The new funds will help diversify marketing activities from working with agencies to bringing on in-house talent, he said. This year, Phlur will add two new scents to its lineup for the first time since launch, expand further into the home sector, introduce body care and enter into a strategic wholesale partnership.

The barrier to entry for fragrance purchasing online is hard enough as it is: scent is the most personal of all beauty categories with in-person try-on often preferable, but it gets even harder if one factors in the scant brand awareness of a new entrant relying entirely on digital to build their business. It’s taken years, if not decades, for blockbusters (and even the Byredos and Creeds of the world) to become household names. Not to mention the enormous marketing budgets fragrance giants like Coty, Estée Lauder Cos. Inc. and L’Oréal have to work with when promoting new scents from their portfolios of brands.

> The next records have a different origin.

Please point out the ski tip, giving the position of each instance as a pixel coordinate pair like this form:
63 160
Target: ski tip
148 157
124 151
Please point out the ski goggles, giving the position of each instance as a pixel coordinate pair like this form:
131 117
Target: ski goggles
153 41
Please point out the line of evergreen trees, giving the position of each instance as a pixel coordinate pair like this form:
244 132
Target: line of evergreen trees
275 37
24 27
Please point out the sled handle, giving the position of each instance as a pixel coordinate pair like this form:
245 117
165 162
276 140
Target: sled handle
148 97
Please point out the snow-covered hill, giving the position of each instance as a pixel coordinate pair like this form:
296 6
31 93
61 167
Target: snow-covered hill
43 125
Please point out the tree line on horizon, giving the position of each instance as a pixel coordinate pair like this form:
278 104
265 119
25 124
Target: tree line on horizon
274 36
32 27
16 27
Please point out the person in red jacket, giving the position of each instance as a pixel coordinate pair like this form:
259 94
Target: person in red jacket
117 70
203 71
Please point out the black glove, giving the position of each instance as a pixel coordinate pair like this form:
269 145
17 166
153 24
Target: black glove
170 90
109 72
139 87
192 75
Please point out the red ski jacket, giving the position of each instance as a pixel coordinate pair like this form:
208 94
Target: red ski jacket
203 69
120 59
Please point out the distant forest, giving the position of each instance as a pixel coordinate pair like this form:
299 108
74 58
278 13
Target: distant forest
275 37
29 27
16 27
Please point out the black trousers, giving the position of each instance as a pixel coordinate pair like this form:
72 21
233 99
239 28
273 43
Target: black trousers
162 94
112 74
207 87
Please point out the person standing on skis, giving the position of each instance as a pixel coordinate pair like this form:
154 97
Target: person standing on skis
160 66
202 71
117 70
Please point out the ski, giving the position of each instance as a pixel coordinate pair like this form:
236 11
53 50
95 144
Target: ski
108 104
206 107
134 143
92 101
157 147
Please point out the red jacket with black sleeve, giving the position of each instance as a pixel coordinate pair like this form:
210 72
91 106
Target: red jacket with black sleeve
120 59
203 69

Even smaller indie labels like Le Labo, By Kilian and Frédéric Malle can lean on the infrastructure of parent company Lauder to grow and acquire new customers.

But as far as these start-ups go, Korman maintained that he’s cracked the code to delivering an experiential fragrance destination online by way of elaborate storytelling on site and, most importantly, sampling kits. While the notion isn’t unique to direct to consumer players (or the space at all really, which remains reliant on robust in-store sampling programs and scent strips) he insisted that customers are responding. Phlur has sold almost 35,000 of the kits to date.

At the outset these cost $10 for two samples, Korman said, but after noticing customers were buying more than one set, the price was upped to $18 for three samples to make for a better selection process. The brand’s model works by deducting the sampling fee from any full-size, $88 fragrance the customer purchases.

“We saw almost better conversion from [the higher-priced] sample sets. People were more confident with being able to choose three [samples] and we saw the percentage of people who buy a sample set and then buy a full bottle go up significantly. We’re better at making choices when there are three options instead of two. It’s behavioral decision science,” Korman continued. “We are qualifying people more in terms of their true intent to buy a bottle. When it was just $10, people were saying, ‘Let me buy two samples for $10,’ and that would be it. Now that the price is higher it’s people who are really interested in ultimately finding a scent.”

At launch, the full bottle conversion rate was 15 percent. Today, that number is 25 percent.

Achim Daub, Symrise’s global president, scent and care, contended that there’s a desire from customers for innovation in the sector — whether it’s in natural, niche or artisanal fragrances or diversification of distribution channels, largely driven by e-commerce.

“Millennials have a very different attitude to fine fragrance than Gen X. Today, only 30 percent of Millennials claim that they try a fine fragrance before they buy it…and 70 percent don’t,” Daub said. “It makes sense. They live online with Instagram and Facebook so friend and group recommendations [trump], ‘Oh I smelled this fragrance and I like it.'”

But even though start-ups like Phlur, Hawthorne for Men and Pinrose are gaining traction — albeit not as quickly as other beauty categories or apparel or accessories counterparts — some are not convinced that the model has favorable unit economics.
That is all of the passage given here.